CFIB applauds introduction of Bill 51 which will help modernize the construction industry
The Canadian Federation of Independent Business (CFIB) is welcoming the Quebec government's introduction of Bill 51 to modernize the construction industry.
The Canadian Federation of Independent Business (CFIB) is applauding Minister Jean Boulet and the Quebec government for introducing Bill 51 to modernize the construction industry.
This is the first step towards dusting off an over-regulated sector and will offer employers greater flexibility, predictability and lower costs in a context of labour shortages, infrastructure projects and housing shortages.
However, CFIB notes that stronger changes would have enabled SMEs to respond to the crucial issues facing the sector.
The bill paves the way for a certain degree of multi-skilling, an essential measure for reducing the administrative and regulatory burden. CFIB estimates that the annual cost of regulations is five times higher for companies with fewer than five employees ($7,023) than for those with at least 100 employees ($1,237).
According to CFIB, a total of 79 per cent of the construction sector is made up of companies with fewer than five employees. CFIB also believes that more flexibility for employers will help them to automate more. In this respect, a recent CFIB study showed that the construction sector is lagging behind in this crucial economic shift.
“CFIB is delighted to see a bill that will certainly be good for the construction sector. Now let’s move on to consultations to improve it and take it even further. The government must stay the course in order to implement a long-awaited modernization that will truly reduce the regulatory burden on Quebec’s construction sector, which is too heavy and unique in Canada,” said François Vincent, CFIB’s vice president for Quebec.
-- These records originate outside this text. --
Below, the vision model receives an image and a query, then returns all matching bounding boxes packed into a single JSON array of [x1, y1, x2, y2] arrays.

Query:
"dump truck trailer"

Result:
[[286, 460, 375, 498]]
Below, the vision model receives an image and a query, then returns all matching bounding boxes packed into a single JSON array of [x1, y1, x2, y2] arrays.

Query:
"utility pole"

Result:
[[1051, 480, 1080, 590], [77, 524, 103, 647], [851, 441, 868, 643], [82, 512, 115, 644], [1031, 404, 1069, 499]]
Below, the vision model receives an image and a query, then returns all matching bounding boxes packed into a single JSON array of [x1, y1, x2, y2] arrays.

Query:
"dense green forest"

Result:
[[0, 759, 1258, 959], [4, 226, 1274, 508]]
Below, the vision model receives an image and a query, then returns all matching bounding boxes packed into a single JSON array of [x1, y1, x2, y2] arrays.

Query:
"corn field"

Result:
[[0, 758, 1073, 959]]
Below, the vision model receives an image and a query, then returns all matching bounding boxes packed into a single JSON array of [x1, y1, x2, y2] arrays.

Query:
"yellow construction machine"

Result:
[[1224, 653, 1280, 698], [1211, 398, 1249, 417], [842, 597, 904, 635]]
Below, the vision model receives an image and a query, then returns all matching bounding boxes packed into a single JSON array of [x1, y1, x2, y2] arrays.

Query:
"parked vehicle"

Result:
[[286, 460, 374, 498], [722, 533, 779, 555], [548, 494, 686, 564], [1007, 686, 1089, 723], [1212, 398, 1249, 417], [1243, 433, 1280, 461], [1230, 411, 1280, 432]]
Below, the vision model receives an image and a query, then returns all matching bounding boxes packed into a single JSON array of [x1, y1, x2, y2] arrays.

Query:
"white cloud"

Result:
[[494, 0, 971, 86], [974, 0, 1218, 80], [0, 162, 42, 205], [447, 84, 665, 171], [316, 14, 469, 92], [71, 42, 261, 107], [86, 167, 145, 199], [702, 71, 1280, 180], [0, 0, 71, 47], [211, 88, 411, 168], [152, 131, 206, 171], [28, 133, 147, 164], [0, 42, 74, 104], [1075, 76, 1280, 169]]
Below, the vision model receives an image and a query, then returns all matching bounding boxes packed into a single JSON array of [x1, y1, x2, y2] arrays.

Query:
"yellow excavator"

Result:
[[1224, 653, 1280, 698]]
The bill will improve labour mobility, which is a solution for SMEs severely affected by the lack of employees. CFIB also highlights the measures that will give new workers better access to this sector. It’s worth noting that more than three out of five SMEs in Quebec’s construction sector are experiencing shortages.
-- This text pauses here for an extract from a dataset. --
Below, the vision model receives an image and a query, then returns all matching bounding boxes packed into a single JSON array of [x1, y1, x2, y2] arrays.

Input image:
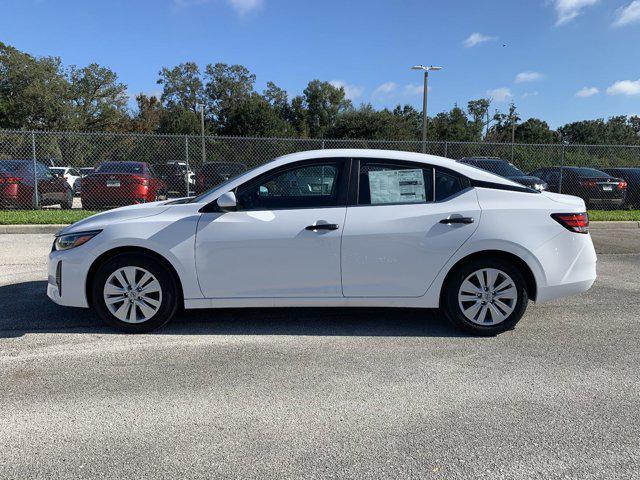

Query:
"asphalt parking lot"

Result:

CFIB questions the addition of a feedback fund, and believes it could exacerbate disruptions during collective agreement renewals. It also notes that the government has decided to maintain compulsory union membership, a situation that is unique among North American jurisdictions, and which generates additional bureaucracy and costs. It could even be the crux of the construction industry’s problem.
“The unions are already critical of the Minister’s reform, while they maintain their position of strength. This demonstration of a lack of openness to proposed changes in the sector shows that it may be time to review this legislative incoherence and this sacred cow that is the obligation of union membership,” said Vincent.
CFIB represents nearly 2,000 construction companies in Quebec. It will be analyzing this important bill in detail, and would like to be heard in parliamentary committee.